In copra farming, you harvest when the nuts are ready and get paid roughly once a quarter. That has been the standard arrangement for coconut farmers in Misamis Oriental for decades. T2G runs on a different rhythm. Coconut tappers collect sap every four to five hours throughout the day, from 5am to 6pm. They get paid every week. That one change in payment schedule has made a real difference in how the farmers and tappers T2G works with live their lives.
Tatay Henry's Wednesday Deliveries
Tatay Henry Yecyec farms in Barangay Linabo, Balingasag. He has a lot of coconut land, though he's quick to say that's not the point. "Ang akong yuta, dili sa pang hinambog, daghan man hinoon akong kalubihan, pero isa ra ka tao akong tapper." Not to boast, but a lot of trees, and just one tapper working them.

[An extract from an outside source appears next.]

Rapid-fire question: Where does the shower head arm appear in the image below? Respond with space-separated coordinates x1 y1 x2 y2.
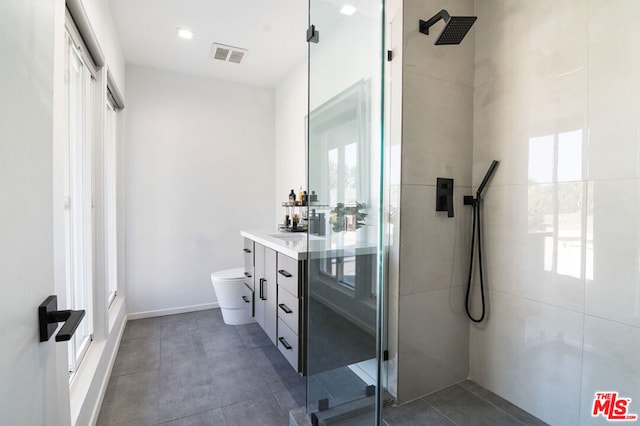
419 9 451 35
476 160 499 198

A friend pointed him toward T2G. He now delivers five containers of coconut sap every Wednesday. Each container is worth PHP 1,750, which works out to PHP 8,750 per delivery. For his tappers, the shift from copra's quarterly payout to a weekly wage changed things noticeably. "Hayahay na ang sweldo kay kada semana naman," he says. The wages are more stable because they come regularly now.
Tatay Henry joined PAGSAKA, T2G's partner cooperative (Pag-Ugmad sa Kaugmaon Agriculture Cooperative), as a member alongside becoming a supplier. He describes supplying coconut sap as a sideline, something he does partly to support the tappers who work for him. "Gusto ko makatabang sa akong isig katao." He wants to help his fellow farmers. The cooperative structure lets him do that at a scale that copra farming didn't allow.
Jimrex Cinco: From Construction Site to Coconut Tree
Jimrex Cinco used to work construction. He was away from his family, earning PHP 300 a day, and making enough to get by. "Makakaon man japon pero lahi rajud sa karon." They could eat. But it was different from what life is now.
Now he's a coconut tapper for T2G and a PAGSAKA member. In a day, he climbs each tree four times. After each collection, the sap gets pre-boiled in a wok to stop it fermenting, then transferred to containers for Wednesday delivery. His weekly income at T2G is PHP 4,000 to PHP 5,000.
"Sa isa ka adlaw, ka-upat mi musaka sa lubi. Kada saka ug inig naog, ipa-bukal ang tuba hangtod ma syrup. Pagkahuman, gikan sa kawa, amo nang ibalhin sa container para ma-deliver." In a day, we climb the coconut tree four times. After collecting the coconut sap, we boil it in a wok until it becomes syrup. Then we transfer it to containers for delivery.
He has one main dream: send his children through school. "Akong pangandoy, akong gusto, akong mga bata, makalampos." His prayer is that the cooperative grows so more tappers can join, because right now there are farmers in the area without buyers. He was one of them before T2G.
The Income Numbers
| Work Type | Pay Cycle | Estimated Monthly Income |
|---|---|---|
| Copra farming | Quarterly | Lower, less predictable |
| Construction (Jimrex, before) | Daily at PHP 300 | Approx. PHP 6,000 to PHP 7,500 |
| Coconut sap tapping (T2G) | Weekly | PHP 16,000 to PHP 40,000+ |
The PHP 40,000 figure comes from Gemma Dela Vega-Emata, T2G's Managing Director, who uses it as an example of what a coconut farmer can earn monthly from sap. Copra from the same trees cannot produce that kind of yield or frequency.
The Gap T2G Cannot Fill Yet
T2G currently works with 25 to 30 tappers from barangays in Balingasag, Claveria, and Jasaan. The enterprise cannot take on more suppliers right now, not because the demand isn't there, but because working capital limits how much sap they can process and pay for each week. Gemma is direct about this: there are many coconut tappers who want to supply T2G and cannot yet.
That is the gap Jimrex prays closes. "Nag ampo pud ko na mulambo pud ni among coop para daghan tappers pa ang maka dugang kay karon, wala sila pay insakto na buyer." More tappers joining means more families with a stable weekly income instead of a quarterly wait.